The primary way to run Qanta is using our Packer and Terraform scripts to run it on Elastic Cloud Compute (EC2) which is part of Amazon Web Services (AWS). The alternative is to inspect the bash scripts associated with our Packer/Terraform scripts to infer the setup procedure.

Packer installs dependencies that don't need to know about runtime information (eg, it installs apt-get software, download software distributions, etc). Terraform takes care of creating AWS EC2 machines and provisioning them correctly (networking, secrets, dns, SSD drives, etc).

However, we also run this software setup outside of AWS; you can skip to non-AWS setup for those instructions, which require a little more manual effort.

AWS Setup

WARNING: Running Qanta scripts will create EC2 instances which you will be billed for

Qanta scripts by default use Spot Instances to get machines at the lowest price at the expense that they may be terminated at any time if demand increases. We find in practice that using the region us-west-2 makes such terminations rare. Qanta primarily uses r3.8xlarge machines which have 32 CPU cores, 244GB of RAM, and 640GB of SSD storage, but other EC2 Instance Types are available.

Install and Configure Local Software

To execute the AWS scripts you will need to follow these steps:

  1. Install Packer Binaries
  2. Install Terraform 0.7.x
  3. Python 3.5+: If you don't have a preferred distribution, Anaconda Python is a good choice
  4. Install the AWS command line tools via pip3 install awscli. Run pip3 install pyhcl
  5. Run aws configure to setup your AWS credentials, set default region to us-west-2
  6. Create an EC2 key pair
  7. Set the environment variable TF_VAR_key_pair to the key pair name from the prior step
  8. Set the environment variables TF_VAR_access_key and TF_VAR_secret_key to match your AWS credentials.

What do the Packer/Terraform scripts install and configure?
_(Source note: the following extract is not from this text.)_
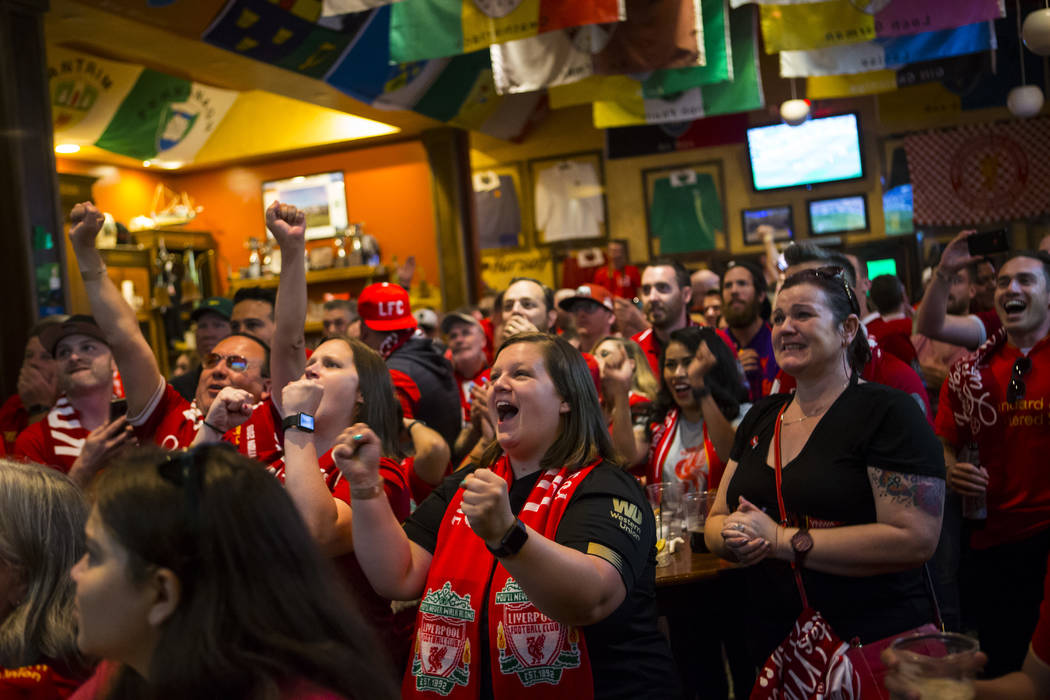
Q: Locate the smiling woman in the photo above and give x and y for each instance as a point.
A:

This section is purely informative, you can skip to Run AWS Scripts

Installed Software
  • Python 3.6
  • Apache Spark 2.2.0
  • Vowpal Wabbit 8.1.1
  • CUDA and Nvidia drivers if using a GPU instance
  • lz4
  • All python packages in packer/requirements.txt
AWS Configuration
  • Creates and configures an AWS virtual private cloud, internet gateway, route table, subnet on us-west-1b, and security groups that optimize between security and convenience
  • Security Groups: SSH access is enabled to the master, all other master node ports are closed to the internet, all other instances can communicate with each other but are not reachable by the internet.
  • Spot instance requests for requested number of workers and a master node

Configuration

  • Warning: AWS keys are printed during terraform apply
  • Configure the 2 SSD drives attached to r3.8xlarge instances for use
  • Clone the Pinafore/qb to /ssd-c/qanta/qb and set it as the quiz bowl root
  • Download bootstrap AWS files to get the system running faster

Run AWS/Terraform/Packer Scripts

The AWS scripts are split between Packer and Terraform. Packer should be run from packer/ and Terraform from the root directory. Running Packer is optional because we publish public AMIs which Terraform uses by default. If you are developing new pieces of qanta that require new software it might be helpful to build your own AMIs

  1. (Optional) Packer: packer build packer.json
  2. Terraform: terraform apply and note the master_ip output
  3. SSH into the master_ip with ssh -i mykey.pem ubuntu@ipaddr

Additionally, the output from terraform apply is documented below and can be shown again with terraform show

  • master_public_dns and master_public_ip: Use for access from open web (eg ssh)
  • vpc_id: Useful when adding custom security group
Terraform Environment Variables

Below is a list of variables that can change the behavior of Terraform. These can also be passed into the CLI via -var name=value and dropping the TF_VAR portion.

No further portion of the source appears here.